Henry David Thoreau Journals
I can still remember with both great fondness, and, the regret of passing time, those years of my childhood when we children played with such abandon and joyousness, innocence if you will, it the backyards and woods of my youth. I remember running a lot and laughing and tumbling on the ground, and many other joys of being outdoors after school and on weekends in the last 50s and early 1960s, the years I was 8-12. The days were long and adventurous when you are a kid and particularly when you were a kid in the pre-Internet age.
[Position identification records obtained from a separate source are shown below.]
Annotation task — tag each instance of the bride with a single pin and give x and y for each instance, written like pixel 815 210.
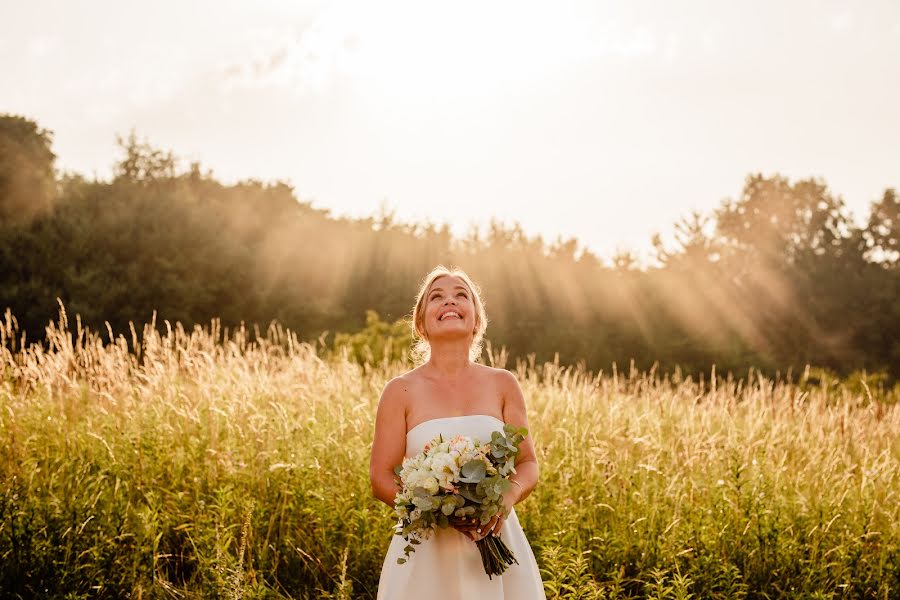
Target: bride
pixel 450 394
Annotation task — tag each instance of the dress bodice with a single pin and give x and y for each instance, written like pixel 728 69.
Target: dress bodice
pixel 479 427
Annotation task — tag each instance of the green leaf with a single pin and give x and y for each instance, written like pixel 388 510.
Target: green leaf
pixel 472 472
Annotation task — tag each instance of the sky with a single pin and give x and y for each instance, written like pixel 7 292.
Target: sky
pixel 603 121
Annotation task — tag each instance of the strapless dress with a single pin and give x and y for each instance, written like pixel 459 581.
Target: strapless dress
pixel 447 566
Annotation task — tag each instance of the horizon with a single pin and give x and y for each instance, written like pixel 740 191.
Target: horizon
pixel 579 122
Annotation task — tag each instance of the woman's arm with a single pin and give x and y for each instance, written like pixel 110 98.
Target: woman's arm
pixel 389 444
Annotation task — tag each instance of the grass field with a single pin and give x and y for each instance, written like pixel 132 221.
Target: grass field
pixel 205 465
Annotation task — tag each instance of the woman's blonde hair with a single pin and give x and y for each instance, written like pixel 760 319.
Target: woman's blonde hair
pixel 421 350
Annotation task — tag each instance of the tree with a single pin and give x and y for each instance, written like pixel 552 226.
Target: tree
pixel 142 162
pixel 883 230
pixel 27 182
pixel 694 246
pixel 779 222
There was TV, of course, but my mother didn't let us watch too much of it, hence all the time we spent outdoors under the big hackberry trees in summer, building little Western towns with sheets of plywood, setting up Old West saloons (we watched Bonanza and Palladin, etc.) and using wagons as stagecoaches. I was always tall for my age and I guess stronger because of it, and ended up pulling the "stage" a lot. We watched "Mighty Mouse" cartoons on Saturday morning, and afterward flew around the yard with towels for capes. There were no responsibilities other than school, and in summer that was just a distant memory in the hot afternoon of mid-July.
I think Thoreau was right about how in adulthood we lose our senses, in a manner of speaking, because we become encumbered with layers of worry and responsibility, duties and obligations, bills and finances, work and the advanced neuroses of co-workers, friends from years past who don't keep up with us and disillusion us, caregiving for aging parents, and wondering what retirement will be like. All this is what dims our capacity for the unfettered enthusiasm and fun we were once capable of having as children. How well Thoreau expresses it: "[I] inhabited my body with inexpressible satisfaction." Today our bodies and minds are both weary with age and the relentless drumbeat of adult worries and angst. Childhood now seems to me like a previous existence, a previous body, and a time of innocence we can only imagine today. Of course there were always the bullies and mean kids when we were growing up and we wanted to run away from home at times, but at least we felt secure in the knowledge that we didn't have to solve all our problems by ourselves.
Now in my early 60s, I romanticize childhood and that is ok. I'm not forgetting all the problems and pain I suffered through as an adolescent, but in the peak years of childhood, life for the most part was a golden field to play in. While it lasted.